I liked working with McIntyre at The Hollywood Reporter, where she spent seven years in special features, winding up as managing editor. The Indiana U journalism grad does speak geek--after all, she edited an "X-Files" fanzine in Chicago, wrote for "Cinescape," and founded the magazine "Wicked," targeted at female horror fans.
But can she effectively replace Boucher? I'm sure that McIntyre will be able to run a strong blog, lure other LAT film staffers such as Boucher protege Noelene Clark, Rebecca Keegan, Steven Zeitchik, Mark Olsen and Nicole Sperling to contribute, and make the genre content sing.
But will she be able to step up and become a star? That's what larger-than-life Boucher did: he walked the line between objective journalism and fandom, engaging readers via his graceful understanding of social media and events such as his high-profile screening series. She's also taking over the Hero Complex Facebook Page and Twitterfeed.
"Geoff and I had complementary sensibilities, comic book collections and knowledge," says McIntyre. "I filled in the gap on horror films and cult cinema, where maybe he wasn't quite as well-versed. Everyone realizes that The Hero Complex is great."
It will take McIntyre some time to sustain and advance the brand without Boucher. Traffic is down since he left, but it would be anyway, she says, because eyeballs peak during popcorn season, when Marvel and DC reign at the box office--not the fall.
The LAT entertainment staff generates plenty of content for the print edition, some of which feels right for Hero Complex, says McIntyre, who will break some things there first as she did with her Tim Burton set piece on "Frankenweenie."

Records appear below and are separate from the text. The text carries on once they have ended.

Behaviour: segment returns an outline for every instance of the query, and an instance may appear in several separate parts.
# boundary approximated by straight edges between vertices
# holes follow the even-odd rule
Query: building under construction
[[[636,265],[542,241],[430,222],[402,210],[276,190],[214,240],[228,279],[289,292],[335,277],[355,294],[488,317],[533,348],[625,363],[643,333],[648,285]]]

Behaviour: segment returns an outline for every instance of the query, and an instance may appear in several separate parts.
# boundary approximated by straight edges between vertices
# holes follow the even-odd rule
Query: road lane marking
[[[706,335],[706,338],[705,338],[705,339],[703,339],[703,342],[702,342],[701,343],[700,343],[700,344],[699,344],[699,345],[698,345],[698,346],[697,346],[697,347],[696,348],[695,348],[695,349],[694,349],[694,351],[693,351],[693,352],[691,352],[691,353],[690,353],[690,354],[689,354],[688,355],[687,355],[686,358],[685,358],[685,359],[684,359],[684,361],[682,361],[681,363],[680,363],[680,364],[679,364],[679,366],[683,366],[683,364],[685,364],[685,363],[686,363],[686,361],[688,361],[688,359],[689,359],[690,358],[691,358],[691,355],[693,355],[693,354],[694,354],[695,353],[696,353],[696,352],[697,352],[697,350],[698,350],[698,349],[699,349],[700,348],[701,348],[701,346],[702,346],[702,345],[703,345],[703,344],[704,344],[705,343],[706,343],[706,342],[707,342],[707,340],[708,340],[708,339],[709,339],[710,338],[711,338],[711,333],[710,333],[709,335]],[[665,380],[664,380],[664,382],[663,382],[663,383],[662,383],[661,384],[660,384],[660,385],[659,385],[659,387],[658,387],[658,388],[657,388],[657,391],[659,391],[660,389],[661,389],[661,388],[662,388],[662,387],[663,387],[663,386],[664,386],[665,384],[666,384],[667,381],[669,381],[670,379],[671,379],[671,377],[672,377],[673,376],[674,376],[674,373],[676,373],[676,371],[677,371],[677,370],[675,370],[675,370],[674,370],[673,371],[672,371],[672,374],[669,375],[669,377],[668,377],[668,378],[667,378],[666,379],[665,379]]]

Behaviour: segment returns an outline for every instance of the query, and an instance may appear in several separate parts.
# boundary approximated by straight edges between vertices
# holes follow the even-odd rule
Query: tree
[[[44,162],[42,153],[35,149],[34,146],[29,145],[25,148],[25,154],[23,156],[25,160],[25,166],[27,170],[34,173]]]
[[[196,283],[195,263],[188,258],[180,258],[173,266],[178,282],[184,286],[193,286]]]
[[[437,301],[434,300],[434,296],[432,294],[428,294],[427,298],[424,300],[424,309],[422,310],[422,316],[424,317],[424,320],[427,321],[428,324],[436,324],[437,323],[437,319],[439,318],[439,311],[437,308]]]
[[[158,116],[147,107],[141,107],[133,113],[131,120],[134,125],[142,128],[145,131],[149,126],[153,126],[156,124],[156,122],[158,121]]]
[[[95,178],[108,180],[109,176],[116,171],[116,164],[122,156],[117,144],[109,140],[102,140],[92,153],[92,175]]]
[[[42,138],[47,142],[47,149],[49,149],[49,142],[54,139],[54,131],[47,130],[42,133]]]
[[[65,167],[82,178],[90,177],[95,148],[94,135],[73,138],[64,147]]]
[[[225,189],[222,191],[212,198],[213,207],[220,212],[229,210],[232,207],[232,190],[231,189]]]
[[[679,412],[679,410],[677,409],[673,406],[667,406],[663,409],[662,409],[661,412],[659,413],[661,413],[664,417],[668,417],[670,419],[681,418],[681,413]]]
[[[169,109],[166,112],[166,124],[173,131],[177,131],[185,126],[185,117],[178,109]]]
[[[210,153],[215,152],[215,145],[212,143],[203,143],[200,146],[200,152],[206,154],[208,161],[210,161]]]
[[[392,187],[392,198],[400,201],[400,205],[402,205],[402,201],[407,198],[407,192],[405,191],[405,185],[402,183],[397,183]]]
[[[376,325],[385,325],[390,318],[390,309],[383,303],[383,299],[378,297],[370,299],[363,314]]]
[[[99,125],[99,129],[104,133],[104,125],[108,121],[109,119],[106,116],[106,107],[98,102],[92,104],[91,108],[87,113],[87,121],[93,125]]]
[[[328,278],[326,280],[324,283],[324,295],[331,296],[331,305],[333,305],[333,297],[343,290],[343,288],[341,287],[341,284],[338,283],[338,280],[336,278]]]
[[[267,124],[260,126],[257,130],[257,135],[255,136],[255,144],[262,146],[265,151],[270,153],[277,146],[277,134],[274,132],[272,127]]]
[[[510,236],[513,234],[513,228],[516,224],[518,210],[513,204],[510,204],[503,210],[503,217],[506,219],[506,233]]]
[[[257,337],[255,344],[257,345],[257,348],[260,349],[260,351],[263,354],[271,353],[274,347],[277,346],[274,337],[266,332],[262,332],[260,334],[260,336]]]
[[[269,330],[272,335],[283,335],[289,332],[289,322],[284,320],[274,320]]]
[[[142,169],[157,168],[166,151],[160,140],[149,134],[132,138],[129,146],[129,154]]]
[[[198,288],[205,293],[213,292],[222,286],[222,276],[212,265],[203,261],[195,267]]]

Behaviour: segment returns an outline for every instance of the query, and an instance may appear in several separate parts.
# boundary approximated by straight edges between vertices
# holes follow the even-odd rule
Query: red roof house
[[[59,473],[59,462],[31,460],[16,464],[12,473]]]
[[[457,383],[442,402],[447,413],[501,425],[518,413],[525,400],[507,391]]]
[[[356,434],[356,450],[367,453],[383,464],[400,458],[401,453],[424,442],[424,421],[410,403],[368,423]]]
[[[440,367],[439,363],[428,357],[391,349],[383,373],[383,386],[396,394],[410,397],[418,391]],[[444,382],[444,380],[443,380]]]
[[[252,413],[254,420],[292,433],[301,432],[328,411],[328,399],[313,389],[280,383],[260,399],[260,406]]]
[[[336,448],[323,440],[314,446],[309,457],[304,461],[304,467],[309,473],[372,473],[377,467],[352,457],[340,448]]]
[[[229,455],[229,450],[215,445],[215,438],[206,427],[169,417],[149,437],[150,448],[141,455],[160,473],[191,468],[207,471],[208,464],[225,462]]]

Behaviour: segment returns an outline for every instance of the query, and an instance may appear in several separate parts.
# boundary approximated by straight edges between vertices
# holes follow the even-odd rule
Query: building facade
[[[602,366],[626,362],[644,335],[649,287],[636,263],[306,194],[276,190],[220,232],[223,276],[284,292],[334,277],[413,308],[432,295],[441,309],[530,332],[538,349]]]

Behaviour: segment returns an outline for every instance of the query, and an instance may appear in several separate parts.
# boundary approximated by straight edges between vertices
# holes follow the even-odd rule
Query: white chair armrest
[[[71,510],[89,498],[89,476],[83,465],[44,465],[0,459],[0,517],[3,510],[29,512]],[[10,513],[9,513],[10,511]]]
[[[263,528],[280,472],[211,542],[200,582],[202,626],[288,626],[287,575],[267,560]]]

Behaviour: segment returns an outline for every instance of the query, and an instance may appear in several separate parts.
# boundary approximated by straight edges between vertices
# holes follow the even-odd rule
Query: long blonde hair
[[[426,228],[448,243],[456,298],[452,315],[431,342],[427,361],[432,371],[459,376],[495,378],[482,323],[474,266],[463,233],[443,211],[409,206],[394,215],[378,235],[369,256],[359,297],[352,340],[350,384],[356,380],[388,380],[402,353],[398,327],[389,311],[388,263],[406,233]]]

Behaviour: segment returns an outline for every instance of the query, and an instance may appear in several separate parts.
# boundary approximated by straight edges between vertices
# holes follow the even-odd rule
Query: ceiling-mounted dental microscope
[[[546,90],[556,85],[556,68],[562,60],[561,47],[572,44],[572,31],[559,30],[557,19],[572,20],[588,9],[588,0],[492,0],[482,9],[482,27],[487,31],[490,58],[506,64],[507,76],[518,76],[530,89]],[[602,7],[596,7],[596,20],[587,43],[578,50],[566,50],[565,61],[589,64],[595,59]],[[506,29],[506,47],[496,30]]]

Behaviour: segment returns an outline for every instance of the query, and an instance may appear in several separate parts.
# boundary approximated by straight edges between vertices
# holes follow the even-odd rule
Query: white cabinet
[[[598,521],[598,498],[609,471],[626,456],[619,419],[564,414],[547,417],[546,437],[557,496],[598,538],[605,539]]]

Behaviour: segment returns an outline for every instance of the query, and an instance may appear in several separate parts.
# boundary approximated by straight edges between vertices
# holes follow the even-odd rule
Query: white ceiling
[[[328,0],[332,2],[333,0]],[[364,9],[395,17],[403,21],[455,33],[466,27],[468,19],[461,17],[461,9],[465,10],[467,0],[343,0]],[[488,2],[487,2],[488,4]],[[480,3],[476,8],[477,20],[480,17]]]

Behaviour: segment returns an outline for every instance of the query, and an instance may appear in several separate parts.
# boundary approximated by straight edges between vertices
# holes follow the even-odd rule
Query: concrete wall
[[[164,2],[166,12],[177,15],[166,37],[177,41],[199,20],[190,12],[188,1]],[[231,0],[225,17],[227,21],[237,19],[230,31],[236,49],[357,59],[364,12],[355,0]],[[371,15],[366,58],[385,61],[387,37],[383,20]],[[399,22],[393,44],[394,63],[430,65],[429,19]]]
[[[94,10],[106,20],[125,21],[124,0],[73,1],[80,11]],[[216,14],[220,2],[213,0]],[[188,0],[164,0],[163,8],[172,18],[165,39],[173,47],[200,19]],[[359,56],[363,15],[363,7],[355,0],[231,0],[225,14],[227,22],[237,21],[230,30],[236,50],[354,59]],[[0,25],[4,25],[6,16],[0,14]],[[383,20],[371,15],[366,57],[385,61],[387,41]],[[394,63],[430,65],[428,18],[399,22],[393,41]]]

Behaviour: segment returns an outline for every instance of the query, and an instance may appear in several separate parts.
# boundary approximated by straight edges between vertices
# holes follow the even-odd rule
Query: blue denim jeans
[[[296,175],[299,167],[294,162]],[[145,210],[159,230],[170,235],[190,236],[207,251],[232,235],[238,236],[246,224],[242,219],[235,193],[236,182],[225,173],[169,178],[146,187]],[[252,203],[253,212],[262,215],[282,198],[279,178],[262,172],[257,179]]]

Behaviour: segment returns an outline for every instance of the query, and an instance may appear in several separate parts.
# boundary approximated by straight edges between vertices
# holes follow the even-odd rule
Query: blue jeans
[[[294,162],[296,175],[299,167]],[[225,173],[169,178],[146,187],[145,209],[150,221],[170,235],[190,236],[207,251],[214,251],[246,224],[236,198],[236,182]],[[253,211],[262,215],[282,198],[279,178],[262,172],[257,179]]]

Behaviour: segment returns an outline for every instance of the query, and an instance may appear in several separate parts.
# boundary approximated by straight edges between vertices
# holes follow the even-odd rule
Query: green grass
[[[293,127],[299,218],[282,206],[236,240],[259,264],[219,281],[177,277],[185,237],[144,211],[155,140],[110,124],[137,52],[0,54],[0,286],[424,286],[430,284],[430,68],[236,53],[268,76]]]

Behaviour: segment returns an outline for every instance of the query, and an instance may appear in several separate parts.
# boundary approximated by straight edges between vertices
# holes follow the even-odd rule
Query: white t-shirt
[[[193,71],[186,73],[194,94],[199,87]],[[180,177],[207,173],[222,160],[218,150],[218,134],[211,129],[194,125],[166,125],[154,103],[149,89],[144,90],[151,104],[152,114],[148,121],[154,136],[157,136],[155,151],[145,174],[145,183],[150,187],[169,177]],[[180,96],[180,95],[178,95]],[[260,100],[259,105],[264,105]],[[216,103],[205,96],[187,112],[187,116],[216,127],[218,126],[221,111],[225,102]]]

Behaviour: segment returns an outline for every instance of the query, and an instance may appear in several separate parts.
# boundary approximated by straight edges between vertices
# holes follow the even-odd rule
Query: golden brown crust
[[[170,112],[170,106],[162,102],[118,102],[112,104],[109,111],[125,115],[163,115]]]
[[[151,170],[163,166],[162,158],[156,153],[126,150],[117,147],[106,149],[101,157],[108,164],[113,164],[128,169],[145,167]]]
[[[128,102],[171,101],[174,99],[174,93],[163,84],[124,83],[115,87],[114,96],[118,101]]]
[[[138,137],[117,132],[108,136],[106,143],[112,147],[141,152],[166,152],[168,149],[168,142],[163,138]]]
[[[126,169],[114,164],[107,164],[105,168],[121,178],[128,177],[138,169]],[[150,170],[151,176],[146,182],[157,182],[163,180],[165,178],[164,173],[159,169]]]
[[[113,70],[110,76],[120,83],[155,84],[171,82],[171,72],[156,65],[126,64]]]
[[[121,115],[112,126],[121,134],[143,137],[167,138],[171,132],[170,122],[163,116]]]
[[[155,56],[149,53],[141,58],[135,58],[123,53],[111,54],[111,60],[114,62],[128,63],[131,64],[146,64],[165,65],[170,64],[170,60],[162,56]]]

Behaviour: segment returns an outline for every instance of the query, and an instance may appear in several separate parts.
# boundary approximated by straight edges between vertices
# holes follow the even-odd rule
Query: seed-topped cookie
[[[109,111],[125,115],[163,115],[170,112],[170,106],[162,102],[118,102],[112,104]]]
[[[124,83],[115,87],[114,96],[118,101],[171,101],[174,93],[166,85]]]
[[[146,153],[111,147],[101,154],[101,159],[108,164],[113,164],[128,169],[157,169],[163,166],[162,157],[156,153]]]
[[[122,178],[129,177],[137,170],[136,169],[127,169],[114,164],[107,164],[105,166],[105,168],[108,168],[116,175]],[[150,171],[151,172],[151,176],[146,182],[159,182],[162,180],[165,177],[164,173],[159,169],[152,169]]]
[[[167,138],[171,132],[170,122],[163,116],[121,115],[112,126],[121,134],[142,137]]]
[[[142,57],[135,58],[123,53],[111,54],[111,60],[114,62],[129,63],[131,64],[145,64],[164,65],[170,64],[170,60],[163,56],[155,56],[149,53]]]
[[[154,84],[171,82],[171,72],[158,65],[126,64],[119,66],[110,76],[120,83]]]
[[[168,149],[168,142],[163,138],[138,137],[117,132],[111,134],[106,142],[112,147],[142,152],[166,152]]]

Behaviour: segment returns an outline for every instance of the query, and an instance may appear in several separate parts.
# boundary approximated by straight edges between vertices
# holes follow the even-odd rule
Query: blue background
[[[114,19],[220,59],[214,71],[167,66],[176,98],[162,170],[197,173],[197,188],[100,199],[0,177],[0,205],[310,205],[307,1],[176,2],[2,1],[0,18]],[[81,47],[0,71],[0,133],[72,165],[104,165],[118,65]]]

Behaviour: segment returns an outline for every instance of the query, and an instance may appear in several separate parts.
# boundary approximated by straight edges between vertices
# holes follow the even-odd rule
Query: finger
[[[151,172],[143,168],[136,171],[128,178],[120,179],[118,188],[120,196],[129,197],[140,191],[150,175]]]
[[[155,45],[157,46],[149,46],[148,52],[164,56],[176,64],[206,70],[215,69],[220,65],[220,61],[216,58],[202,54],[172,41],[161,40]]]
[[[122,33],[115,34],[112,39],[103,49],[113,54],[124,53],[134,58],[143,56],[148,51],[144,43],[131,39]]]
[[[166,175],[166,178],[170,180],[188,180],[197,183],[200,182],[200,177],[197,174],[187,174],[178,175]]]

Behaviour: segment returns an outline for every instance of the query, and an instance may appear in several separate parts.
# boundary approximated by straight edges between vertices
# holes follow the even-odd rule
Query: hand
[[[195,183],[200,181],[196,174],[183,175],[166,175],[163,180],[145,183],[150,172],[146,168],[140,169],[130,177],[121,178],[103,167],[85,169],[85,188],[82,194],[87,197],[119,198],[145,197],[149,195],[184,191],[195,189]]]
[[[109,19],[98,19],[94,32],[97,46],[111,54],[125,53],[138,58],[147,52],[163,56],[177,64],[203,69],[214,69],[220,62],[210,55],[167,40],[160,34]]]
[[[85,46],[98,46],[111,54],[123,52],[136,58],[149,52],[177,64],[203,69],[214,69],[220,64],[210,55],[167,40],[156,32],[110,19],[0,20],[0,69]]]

She has no plans to reinvent the wheel, but wants to build the audience by bolstering videogame and genre fiction coverage while continuing to write about films, TV, and comic books via "in-depth interviews with interesting people and top quality journalism about genre," she says. "Which is why Hero Complex was so successful--the level of the material and its depth and insight. 'Hero Complex' for me has more of a magazine feel. It's content you want to spend a lot of time with, not constant quick hit posts, although we do want to make sure there's fresh content for people to come to."